Overview

Canola is a cultivar of rapeseed (Brassica napus L. and Brassica rapa L.) bred specifically to produce edible oil low in erucic acid and glucosinolates. The oil is neutral in flavor with a high smoke point, making it one of the most widely used cooking oils in North America. The plant itself is a yellow-flowered annual grown primarily in Canada, the United States, and Australia.

Origin and history

Canola was developed in Canada during the early 1970s through conventional plant breeding by Keith Downey at Agriculture Canada’s Saskatoon Research Station and Baldur R. Stefansson at the University of Manitoba [1]. The goal was to create a rapeseed variety with less than 2% erucic acid (a fatty acid linked to heart issues in animal studies) and less than 30 micromoles of glucosinolates per gram of meal (compounds that made traditional rapeseed meal unpalatable for livestock) [2]. The name “canola” is a portmanteau of “Canadian oil, low acid.” Commercial production began in 1974, and by the 1980s canola had largely replaced traditional rapeseed in Canadian and American agriculture [3]. The crop is now a major global oilseed, though it remains distinct from older rapeseed varieties still grown for industrial uses.

Varieties and aliases

  • Canola (generic term for low-erucic-acid, low-glucosinolate rapeseed)
  • Rapeseed (the parent species; not interchangeable with canola in culinary contexts)
  • Brassica napus (Argentine canola, the most common species)
  • Brassica rapa (Polish canola, less common)
  • LEAR (Low Erucic Acid Rapeseed, an older term)
  • Double-low rapeseed (referring to low erucic acid and low glucosinolates)

Culinary uses

Canola oil is used for frying, sautéing, baking, and salad dressings due to its neutral flavor and smoke point of approximately 400°F (204°C). It is a common base oil for margarine, mayonnaise, and commercial shortenings.
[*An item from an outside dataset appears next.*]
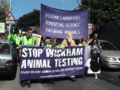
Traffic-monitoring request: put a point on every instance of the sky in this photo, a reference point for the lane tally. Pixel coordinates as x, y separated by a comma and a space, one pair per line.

The seeds themselves are not consumed directly; the meal left after oil extraction is used as high-protein animal feed. In Japanese tempura, canola oil is frequently blended with sesame oil as a neutral frying medium. In Mexican home cooking, canola oil is often used as a substitute for lard or vegetable shortening in frying and baking, though it lacks the flavor of traditional fats.

Cross-cuisine context

Canola has no direct analogue in traditional Mexican cuisine, where frying fats were historically lard (manteca de cerdo) or, in coastal regions, coconut oil; avocado oil is a modern alternative. In Korean cooking, perilla oil and sesame oil serve flavor-specific roles that canola cannot replicate. In Japanese tempura, canola oil is used as a neutral base in commercial blends, but traditional tempura oil is a blend of sesame oil and cottonseed or rice-bran oil. Comparison-by-function: canola is closest to other neutral high-smoke-point oils such as refined sunflower, safflower, or grapeseed oil, which are used similarly across cuisines.

Notes for cooks

  • Canola oil is not a substitute for extra-virgin olive oil, sesame oil, or other flavorful finishing oils. Use it where neutrality is desired.
  • Store in a cool, dark place. Canola oil has a moderate shelf life of about one year unopened; rancidity is signaled by a fishy or paint-like odor.
  • For deep frying, canola oil performs well but degrades faster than palm or coconut oil at sustained high heat. Change oil after 8 to 10 uses.